USATODAY.com – Churches struggle to get by in New Orleans

This article details the struggles churches and synagogues are facing in the wake of Katrina. Fr. Kramer is a friend and I spent a year and a half teaching at Annunciation. They are doing outstanding work to bring relief and hope to a neighborhood that has been devestated and is only 4 long blocks from Tulane and across the street from the hospital where our children were born.

Since Katrina broke levees and flooded New Orleans, the Episcopal Church of the Annunciation is no longer an 85-year-old Gothic brick building on a busy corner of South Claiborne Avenue. It is a congregation trying to worship together, whether on the Internet, in a parking lot or now in the comparative luxury of a double-wide trailer, where parishioners muddle through songs without any organ or piano accompaniment.

The priest, Jerry Kramer, was once a missionary in Africa; he never dreamed he would one day look back on that job as the easier assignment.

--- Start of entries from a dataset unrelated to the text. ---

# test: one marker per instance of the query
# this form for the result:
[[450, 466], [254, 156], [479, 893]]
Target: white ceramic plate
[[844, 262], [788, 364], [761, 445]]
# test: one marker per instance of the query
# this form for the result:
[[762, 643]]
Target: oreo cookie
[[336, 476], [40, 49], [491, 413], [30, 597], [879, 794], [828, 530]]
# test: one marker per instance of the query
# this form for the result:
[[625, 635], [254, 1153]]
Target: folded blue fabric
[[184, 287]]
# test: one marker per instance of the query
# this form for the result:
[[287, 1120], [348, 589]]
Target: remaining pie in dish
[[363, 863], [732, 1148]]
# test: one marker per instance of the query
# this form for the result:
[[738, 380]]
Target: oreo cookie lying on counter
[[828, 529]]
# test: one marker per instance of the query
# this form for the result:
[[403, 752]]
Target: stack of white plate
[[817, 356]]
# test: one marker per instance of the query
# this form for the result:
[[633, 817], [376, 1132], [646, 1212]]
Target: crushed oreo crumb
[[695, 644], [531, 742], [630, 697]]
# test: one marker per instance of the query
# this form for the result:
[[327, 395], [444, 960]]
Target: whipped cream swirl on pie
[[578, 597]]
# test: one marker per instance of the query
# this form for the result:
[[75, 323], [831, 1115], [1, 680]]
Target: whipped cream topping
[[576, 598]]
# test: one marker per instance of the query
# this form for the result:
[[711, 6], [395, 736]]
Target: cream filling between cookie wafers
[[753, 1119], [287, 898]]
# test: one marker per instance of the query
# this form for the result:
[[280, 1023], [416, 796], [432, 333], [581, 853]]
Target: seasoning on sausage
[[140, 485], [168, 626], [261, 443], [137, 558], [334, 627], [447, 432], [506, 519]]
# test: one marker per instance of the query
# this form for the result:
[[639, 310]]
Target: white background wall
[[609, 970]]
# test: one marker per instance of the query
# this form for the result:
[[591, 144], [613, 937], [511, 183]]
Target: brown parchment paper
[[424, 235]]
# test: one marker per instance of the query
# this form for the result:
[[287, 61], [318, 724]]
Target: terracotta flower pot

Kramer, 38, lost his home and his church when Katrina hit Aug. 29. The neighborhood where he lives and works may not be rebuilt because it is too flood-prone. In less than a year, his three children, 6 to 14, have attended three schools and lived in nine homes. Many of his parishioners have no homes at all. And he worries about the more than 100 people who used to attend Alcoholics Anonymous meetings every Saturday at the church.

Kramer is trying to buy property around his church to install government-supplied trailers for his homeless parishioners. He wants to build showers and a laundry for neighbors working on their damaged homes.